4. Banyak ajaran yang didakwahkan para Wali diterima keliru oleh orang-orang Islam. Seperti “Sluku-sluku bathok” yang berisi tentang pentingnya orang mempunyai iman yang benar kepada Allah—hlaailaahaillallah, “Lir-lir” yang berisi tentang pentingnya melakukan sholat, dan maca pat yang berisi tentang pentingnya orang mengingat mati di mana setelah mati akan dipocong misalnya, hanya dianggap sebagai lagu dolanan, bahkan sebagai lagu umum yang bisa dilantunkan oleh siapa saja baik orang Islam, orang Kristen, orang Hindu, atau yang lain.
5. Ketidak pahaman orang-orang Islam terhadap makna ajaran-ajaran yang didakwahkan para Wali seperti “Sluku-sluku Bathok”, “Lir-ilir”, maca pat dan sebagainya tersebut, disebabkan oleh putusnya orang-orang Islam terhadap pemikiran dakwah para Wali.
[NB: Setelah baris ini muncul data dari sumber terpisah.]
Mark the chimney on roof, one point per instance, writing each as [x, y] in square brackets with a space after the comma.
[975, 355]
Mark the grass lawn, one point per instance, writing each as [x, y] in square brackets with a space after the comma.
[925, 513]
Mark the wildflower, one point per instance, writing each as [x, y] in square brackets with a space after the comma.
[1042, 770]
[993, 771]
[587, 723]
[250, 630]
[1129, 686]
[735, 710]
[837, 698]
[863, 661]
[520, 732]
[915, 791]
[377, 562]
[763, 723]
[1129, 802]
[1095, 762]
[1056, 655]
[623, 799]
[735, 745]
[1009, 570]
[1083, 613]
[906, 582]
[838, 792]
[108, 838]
6. Ajaran yang didakwahkan oleh para Wali, seluruhnya bermuara pada iman yang benar kepada Allah—hlaailaahaillallaah, dan Muhammadarrasuulullaah—amal sholeh sesuai dengan tuntunan Rasulullah Sallallaahu’alaihi wasallam.
7. Ajaran iman-amal sholeh yang didakwahkan para Wali tersebut, sebenarnya sama dengan ajaran iman-amal sholeh yang didakwahkan oleh orang-orang Tabligh sekarang ini, hanya cara dakwahnya disesuaikan dengan susana dan keadaan ketika itu. Oleh karenanya, Wali berpesan agar disempurnakan oleh generasi mendatang—orang-orang Tabligh.
8. Cara dakwah para Wali setelah diteruskan atau disempurnakan oleh generasi sekarang (orang-orang Jamaah Tabligh) pada zaman Ela-elo ini, menjadi dakwah “tapa brata lelana, nganglang jagat, njajah desa milangkori .......”.
9. Dakwah “tapa brata lelana, nganglang jagat, njajah desa milangkori adalah dakwah yang bentuknya bergerak tiga hari, empatpuluh hari, atau empat bulan mengajak orang taat kepada Allah Subhanahuwwata’ala.
10.Menerima dakwah dan mengikuti pesan para Wali, adalah sikap yang sangat tepat dan bijaksana, karena hanya dengan cara inilah orang akan mendapatkan kepahaman agama, dan hidayah tersebar ke mana-mana.